I don't know if this has been posted but:
http://www.youtube.com/watch?v=flJtKBTlKL8&feature=related


----------



## ggg214 (May 23, 2008)

Fu, as i know, is yang style. does yang style have fa jing training?


----------



## bigfootsquatch (May 23, 2008)

ggg214 said:


> Fu, as i know, is yang style. does yang style have fa jing training?


 
Yes, traditional yang style has fa jing training in it. You'll have to wait for a more knowledgeable person to answer your question more fully. I believe that Yang Lu Chan began to conceal the fa jing within the form itself when he formed his own style. Cheng Fu continued the process in his big frame tai chi. This is why many consider Cheng Fu's form watered down. They can not see the fa jing like in the Chen style, and many teachers do not stick around long enough with their teachers to get the full training. This means that many people teaching have not developed a proper understanding of the mechanics of the form, treating it like a dance rather than a martial art. Also, I believe yang style has separate training methods from the form for fa jing as well. 

Another thing to note, in Mastering Yang Style Taijiquan by Fu Zhong Wen, he notes that when Cheng Fu originally began teaching the yang style his kicks still retained "sound of the wind"(or something like that), though he later completely concealed the fa jing within the form. 

If you ever care to see the original method of doing the kicks, Yang Jwing Ming demonstrates them within his form(or his version of it). Chen Pan Ling's form(I believe he studied with Shao Hou, along with others) also does kicks using the older method.

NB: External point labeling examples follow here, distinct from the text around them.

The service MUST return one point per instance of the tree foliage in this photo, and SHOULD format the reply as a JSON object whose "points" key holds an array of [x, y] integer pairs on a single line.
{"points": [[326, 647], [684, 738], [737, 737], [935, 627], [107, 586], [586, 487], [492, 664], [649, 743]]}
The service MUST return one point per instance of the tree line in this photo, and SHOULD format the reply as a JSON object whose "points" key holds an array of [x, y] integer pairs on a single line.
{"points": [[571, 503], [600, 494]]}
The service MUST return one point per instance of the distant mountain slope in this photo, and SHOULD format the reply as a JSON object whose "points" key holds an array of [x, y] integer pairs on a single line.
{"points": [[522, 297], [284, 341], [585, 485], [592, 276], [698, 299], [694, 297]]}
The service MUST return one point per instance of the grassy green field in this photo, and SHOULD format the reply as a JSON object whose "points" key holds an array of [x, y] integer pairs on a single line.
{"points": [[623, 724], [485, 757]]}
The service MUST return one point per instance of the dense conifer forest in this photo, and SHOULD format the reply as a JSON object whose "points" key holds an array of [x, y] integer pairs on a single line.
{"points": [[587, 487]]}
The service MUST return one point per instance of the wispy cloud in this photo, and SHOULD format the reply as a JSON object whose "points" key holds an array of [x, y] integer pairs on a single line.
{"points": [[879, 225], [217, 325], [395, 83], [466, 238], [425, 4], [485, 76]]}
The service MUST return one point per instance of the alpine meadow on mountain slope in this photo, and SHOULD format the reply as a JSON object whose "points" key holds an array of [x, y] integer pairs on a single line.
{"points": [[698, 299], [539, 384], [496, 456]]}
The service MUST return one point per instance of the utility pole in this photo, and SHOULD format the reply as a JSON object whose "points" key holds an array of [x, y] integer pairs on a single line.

*If I'm wrong about any of this, please let me know guys*


----------



## Formosa Neijia (May 24, 2008)

bigfootsquatch said:


> Chen Pan Ling's form(I believe he studied with Shao Hou, along with others) also does kicks using the older method.
> 
> *If I'm wrong about any of this, please let me know guys*



I study Chen Pan-ling's taiji with his son, Chen Yun-ching. We do the kicks in the form slowly except for the crescent kicks at the end, which are a little quicker. But hardly like the wind.


----------



## Xue Sheng (May 24, 2008)

bigfootsquatch said:


> I don't know if this has been posted but:
> http://www.youtube.com/watch?v=flJtKBTlKL8&feature=related


 
Thanks, I always like watching videos of Fu Zhongwen, I only wish there was a video of Fu Zhongwen in his prime because I have been told on these videos, although you can see he has great skill, he was better when he was younger.



ggg214 said:


> Fu, as i know, is yang style. does yang style have fa jing training?


 
Yes, yes it does, but we like to keep it a secret to surprise people :EG:


----------